With banks lowering their home loan rates, housing finance companies are soon likely to follow suit to protect their market share. Major banks have reduced their rates since April following implementation of a new interest rate calculation regime mandated by the RBI.
Banks have shifted to a new loan pricing regime — the marginal cost of funds-based lending rate (MCLR) — from April 1.
Under the MCLR, banks need to consider their marginal cost of funds, or the cost incurred on incremental deposits across different maturities. To this, banks will add their operating costs, the negative carry on their cash reserve ratio balances with the central bank and a tenure premium. The move was aimed at making transmission of monetary policy more effective.
On Monday, State Bank of India, the country’s largest lender, reduced its home loan rate by five basis points to 9.40 per cent. The revision in the rate follows reduction in the one-year MCLR to 9.15 per cent from 9.20 per cent. This is the second reduction by SBI since the Reserve Bank of India’s repo rate cut on April 2.
“We have given internal approval to lend at 9.4 per cent. We believe that home loans will continue to be the most competitive segment in terms of rates and most major banks and housing finance companies will lend at 9.4 per cent,” said Ashwini Kumar Hooda, Deputy Managing Director, Indiabulls Housing Finance. Major housing companies, such as LIC Housing Finance and HDFC, the largest player in the home loan business, are also likely to review their home loan rates.

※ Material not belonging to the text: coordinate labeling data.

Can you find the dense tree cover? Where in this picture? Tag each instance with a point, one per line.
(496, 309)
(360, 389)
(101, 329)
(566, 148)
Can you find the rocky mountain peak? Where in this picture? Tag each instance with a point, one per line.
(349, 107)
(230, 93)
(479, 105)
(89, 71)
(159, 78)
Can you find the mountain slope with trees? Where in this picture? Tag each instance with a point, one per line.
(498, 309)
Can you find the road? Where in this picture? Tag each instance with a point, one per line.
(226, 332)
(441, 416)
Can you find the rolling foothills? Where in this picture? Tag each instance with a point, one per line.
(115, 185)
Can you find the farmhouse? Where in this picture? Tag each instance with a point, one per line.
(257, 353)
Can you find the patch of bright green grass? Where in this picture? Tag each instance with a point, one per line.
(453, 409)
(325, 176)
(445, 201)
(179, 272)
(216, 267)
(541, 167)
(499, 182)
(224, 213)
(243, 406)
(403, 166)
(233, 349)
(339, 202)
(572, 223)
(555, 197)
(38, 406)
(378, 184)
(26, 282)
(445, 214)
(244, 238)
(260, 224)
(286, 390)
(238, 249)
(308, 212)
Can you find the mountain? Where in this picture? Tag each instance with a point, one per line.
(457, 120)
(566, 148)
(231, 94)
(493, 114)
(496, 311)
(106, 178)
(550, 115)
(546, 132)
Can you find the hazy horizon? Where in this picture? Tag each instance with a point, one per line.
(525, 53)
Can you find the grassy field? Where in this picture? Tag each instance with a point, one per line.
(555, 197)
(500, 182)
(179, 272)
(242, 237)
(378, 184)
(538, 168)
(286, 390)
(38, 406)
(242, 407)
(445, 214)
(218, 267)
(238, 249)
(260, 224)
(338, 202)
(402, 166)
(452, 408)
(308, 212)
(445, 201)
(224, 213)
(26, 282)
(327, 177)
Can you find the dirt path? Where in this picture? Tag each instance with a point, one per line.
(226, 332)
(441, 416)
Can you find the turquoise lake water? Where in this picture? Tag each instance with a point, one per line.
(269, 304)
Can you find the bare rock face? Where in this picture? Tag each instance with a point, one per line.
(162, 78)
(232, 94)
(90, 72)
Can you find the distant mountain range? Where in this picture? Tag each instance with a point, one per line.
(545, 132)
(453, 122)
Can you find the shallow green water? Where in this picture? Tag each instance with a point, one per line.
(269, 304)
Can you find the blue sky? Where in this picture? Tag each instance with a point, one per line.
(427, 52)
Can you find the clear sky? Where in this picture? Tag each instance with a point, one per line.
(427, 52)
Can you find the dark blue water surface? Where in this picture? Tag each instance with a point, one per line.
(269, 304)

Sunita Sharma, MD and CEO, LIC Housing Finance, said that with banks moving to the MCLR rate, the fall in home loan rates will be a challenge for housing finance companies.
Keki Mistry, Vice-Chairman and CEO of HDFC, said that the lender will be reviewing its rates shortly and take a call on rate reduction.
Incidentally, most housing finance companies have seen a fall in their cost of funds, thanks to base rate reduction by commercial banks and softening in long-term bond yields.
Hooda said that the company is focussing on reducing its bank borrowings, which is relatively costlier, and plans to raise 70 per cent of its funds from non-bank sources, which include bonds and external commercial borrowings.